CIFDOM has been around in one form or another since 2002 (I think??) and can be used to losslessly parse a CIF file into an XML document. So an excerpt from a CIF file might look like:
loop_ _symmetry_equiv_pos_as_xyz 'x, y, z' '-x, y+1/2, -z+1/2' '-x, -y, -z' 'x, -y-1/2, z-1/2' _cell_length_a 6.6686(10) _cell_length_b 13.648(3) _cell_length_c 13.321(3) _cell_angle_alpha 90 _cell_angle_beta 95.794(18) _cell_angle_gamma 90 _cell_formula_units_Z 4 _symmetry_space_group_name_H-M 'P 21/c'
When this is parsed using CIFDOM it would look like:
<loop names="_symmetry_equiv_pos_as_xyz"> <row> <cell>x, y, z</cell> </row> <row> <cell>-x, y+1/2, -z+1/2</cell> </row> <row> <cell>-x, -y, -z</cell> </row> <row> <cell>x, -y-1/2, z-1/2</cell> </row> </loop> <item name="_cell_length_a">6.6686(10)</item> <item name="_cell_length_b">13.648(3)</item> <item name="_cell_length_c">13.321(3)</item> <item name="_cell_angle_alpha">90</item> <item name="_cell_angle_beta">95.794(18)</item> <item name="_cell_angle_gamma">90</item> <item name="_cell_formula_units_Z">4</item> <item name="_symmetry_space_group_name_H-M">P 21/c</item>
Anyone who has tried extracting information from the CIF format knows how nasty it can be to associate a data value to a name when 'loops' and the various kinds of delimiters are involved. Thankfully, this has all been taken care of by CIFDOM, and extracting information from the XML representation is far easier as you can use XPath expressions to find the desired data elements. Note that parsing a CIF document using CIFDOM is just a few lines of code.
CIF to Other Formats
As mentioned above, a CIF file may contain data on more than one structure. We don't want the extra complexity of having to deal with an unknown number of structures per CIF file so the first thing we do is:
- take the CIF with n structures and convert it into a CIFDOM,
- split the CIFDOM up into n CIFDOMs with 1 structure,
- write out each CIFDOM as a new CIF file.

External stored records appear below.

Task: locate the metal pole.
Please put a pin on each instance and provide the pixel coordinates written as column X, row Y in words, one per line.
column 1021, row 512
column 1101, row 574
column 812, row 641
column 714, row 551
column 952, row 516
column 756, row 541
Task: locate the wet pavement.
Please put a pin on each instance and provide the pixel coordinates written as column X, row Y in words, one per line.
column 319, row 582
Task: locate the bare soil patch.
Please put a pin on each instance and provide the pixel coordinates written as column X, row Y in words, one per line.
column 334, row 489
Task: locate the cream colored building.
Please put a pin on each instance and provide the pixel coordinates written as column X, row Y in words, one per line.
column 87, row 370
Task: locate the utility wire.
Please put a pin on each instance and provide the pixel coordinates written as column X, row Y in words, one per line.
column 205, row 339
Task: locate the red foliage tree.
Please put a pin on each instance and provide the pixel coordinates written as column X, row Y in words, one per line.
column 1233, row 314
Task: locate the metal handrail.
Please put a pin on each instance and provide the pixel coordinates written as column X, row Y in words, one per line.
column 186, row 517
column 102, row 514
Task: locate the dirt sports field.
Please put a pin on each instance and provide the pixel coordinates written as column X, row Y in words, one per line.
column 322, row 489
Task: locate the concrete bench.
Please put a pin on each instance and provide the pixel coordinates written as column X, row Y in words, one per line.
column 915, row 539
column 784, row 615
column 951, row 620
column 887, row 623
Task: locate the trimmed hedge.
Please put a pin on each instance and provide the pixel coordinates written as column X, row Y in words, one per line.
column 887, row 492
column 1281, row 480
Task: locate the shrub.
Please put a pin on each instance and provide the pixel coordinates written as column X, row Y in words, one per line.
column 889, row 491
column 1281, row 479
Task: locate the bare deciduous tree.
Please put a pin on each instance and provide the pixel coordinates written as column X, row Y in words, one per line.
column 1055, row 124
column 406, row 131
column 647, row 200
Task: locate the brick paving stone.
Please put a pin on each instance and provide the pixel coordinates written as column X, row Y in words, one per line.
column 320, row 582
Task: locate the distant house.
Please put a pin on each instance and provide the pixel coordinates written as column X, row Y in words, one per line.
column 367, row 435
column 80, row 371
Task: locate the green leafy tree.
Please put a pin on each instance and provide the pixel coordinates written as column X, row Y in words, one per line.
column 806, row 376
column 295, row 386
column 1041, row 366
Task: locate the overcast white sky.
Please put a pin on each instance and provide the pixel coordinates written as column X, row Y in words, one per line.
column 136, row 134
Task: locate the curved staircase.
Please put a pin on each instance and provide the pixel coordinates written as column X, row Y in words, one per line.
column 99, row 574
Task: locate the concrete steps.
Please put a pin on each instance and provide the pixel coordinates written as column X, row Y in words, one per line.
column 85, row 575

Once we have one structure per file, the processing of the crystallographic data begins. The steps taken are as follows:
- submit the CIF to the IUCr CheckCIF service - for which I have written a Java wrapper to use it as a kind of 'Web Service'. Write the retrieved CheckCIF HTML to the file system.
- convert the CheckCIF HTML to CheckCIF XML using CheckCIFParser (not yet publicly available).
- from the CheckCIF XML, extract the link to the ORTEP ellipsoid image for the crystal structure. Fetch the file from the web and save to the file system (we do this as the ORTEP plot is only available for a short time after submitting your CIF to CheckCIF).
- convert the CIF into a CIFDOM.
- losslessly convert the data in the CIFDOM into CML (we will call this the 'complete CML') using JUMBO (quite an involved process - discussed further below).
- merge the CheckCIF XML into the complete CML. Write to the file system.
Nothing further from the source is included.